Au lieu de ça, j’étais au Frau, chez moi, avec mon oncle qui ne m’aurait jamais rien dit, quand même j’aurais manqué, me levant, me couchant, allant au travail quand je voulais, et ne voyant autour de moi que des figures joventes. Et puis le grand air, le beau soleil, le travail sain qui fatigue le corps et fait bien dormir ; le plaisir qu’on a de voir pousser et mûrir ce qu’on a semé, de voir profiter des bêtes bien soignées ; quelle différence avec le travail de bureau auquel on ne s’intéresse pas, qui vous tient toujours assis, vous casse la tête, et vous fait rêvasser la nuit.
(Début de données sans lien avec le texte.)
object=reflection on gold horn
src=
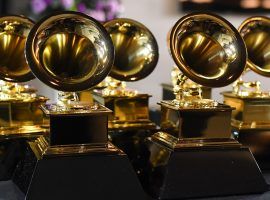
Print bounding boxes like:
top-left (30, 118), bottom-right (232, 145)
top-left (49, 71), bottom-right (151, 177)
top-left (13, 11), bottom-right (144, 200)
top-left (26, 14), bottom-right (114, 92)
top-left (0, 15), bottom-right (34, 82)
top-left (147, 13), bottom-right (267, 199)
top-left (104, 18), bottom-right (158, 81)
top-left (239, 16), bottom-right (270, 77)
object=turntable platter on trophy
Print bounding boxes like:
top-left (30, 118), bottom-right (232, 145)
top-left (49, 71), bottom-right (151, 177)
top-left (13, 11), bottom-right (147, 200)
top-left (146, 13), bottom-right (268, 199)
top-left (93, 18), bottom-right (158, 130)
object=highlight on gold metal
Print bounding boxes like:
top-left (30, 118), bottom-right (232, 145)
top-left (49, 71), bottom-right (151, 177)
top-left (0, 15), bottom-right (40, 102)
top-left (25, 11), bottom-right (114, 114)
top-left (168, 13), bottom-right (247, 108)
top-left (233, 16), bottom-right (270, 98)
top-left (171, 13), bottom-right (246, 87)
top-left (104, 18), bottom-right (159, 96)
top-left (25, 11), bottom-right (114, 92)
top-left (0, 15), bottom-right (34, 82)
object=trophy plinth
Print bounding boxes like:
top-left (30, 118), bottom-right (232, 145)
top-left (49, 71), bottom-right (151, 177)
top-left (222, 16), bottom-right (270, 169)
top-left (0, 15), bottom-right (48, 180)
top-left (13, 11), bottom-right (145, 200)
top-left (145, 13), bottom-right (268, 199)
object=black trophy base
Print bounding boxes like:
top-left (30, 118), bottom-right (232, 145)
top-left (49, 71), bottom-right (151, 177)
top-left (109, 129), bottom-right (156, 186)
top-left (233, 128), bottom-right (270, 171)
top-left (148, 142), bottom-right (268, 199)
top-left (0, 138), bottom-right (27, 181)
top-left (13, 138), bottom-right (146, 200)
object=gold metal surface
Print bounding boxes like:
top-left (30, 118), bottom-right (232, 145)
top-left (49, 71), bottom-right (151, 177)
top-left (0, 15), bottom-right (34, 82)
top-left (154, 13), bottom-right (247, 148)
top-left (28, 137), bottom-right (119, 160)
top-left (171, 13), bottom-right (246, 87)
top-left (0, 15), bottom-right (48, 134)
top-left (104, 18), bottom-right (158, 81)
top-left (238, 16), bottom-right (270, 77)
top-left (25, 11), bottom-right (114, 92)
top-left (168, 13), bottom-right (246, 109)
top-left (93, 91), bottom-right (156, 130)
top-left (93, 18), bottom-right (159, 130)
top-left (223, 16), bottom-right (270, 130)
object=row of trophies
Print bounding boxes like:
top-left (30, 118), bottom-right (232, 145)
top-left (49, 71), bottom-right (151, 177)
top-left (0, 11), bottom-right (270, 200)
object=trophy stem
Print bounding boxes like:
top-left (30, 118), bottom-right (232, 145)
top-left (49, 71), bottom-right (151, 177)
top-left (233, 68), bottom-right (265, 97)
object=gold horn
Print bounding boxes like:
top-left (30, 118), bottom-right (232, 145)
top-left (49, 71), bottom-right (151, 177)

Le métier de meunier, et la vie que je menais, me plaisaient donc, et il n’y a pas chose pareille pour faire un homme content. Après avoir bien travaillé la semaine, le dimanche j’étais de loisir et je m’amusais. Souventes fois, prenant notre chienne Finette, je partais à la pointe du jour pour aller chercher un lièvre. Des coups mon oncle venait avec moi, mais pas toujours. Bien entendu nous ne prenions pas de port-d’arme, car d’aller porter vingt-cinq francs au collecteur d’Excideuil pour l’avoir, ça nous surmontait. D’ailleurs nous ne craignions pas guère les gendarmes, ils étaient loin, et pour venir nous chercher dans un pays plein de termes, de combes et de bois que nous connaissions comme notre poche, ça leur était défendu. Il fait bon le matin monter sur nos coteaux pierreux où on trouve la lavande sauvage et l’immortelle qui fleurent fort ; ou traverser les bruyères roses entremêlées de balais à fleurs jaunes et de hautes fougères. Les ajoncs ne manquent pas non plus par là, et il y en a dans des fonds qui ont huit ou dix pieds de haut, bien fourrés, sous lesquels les loups font leur liteau.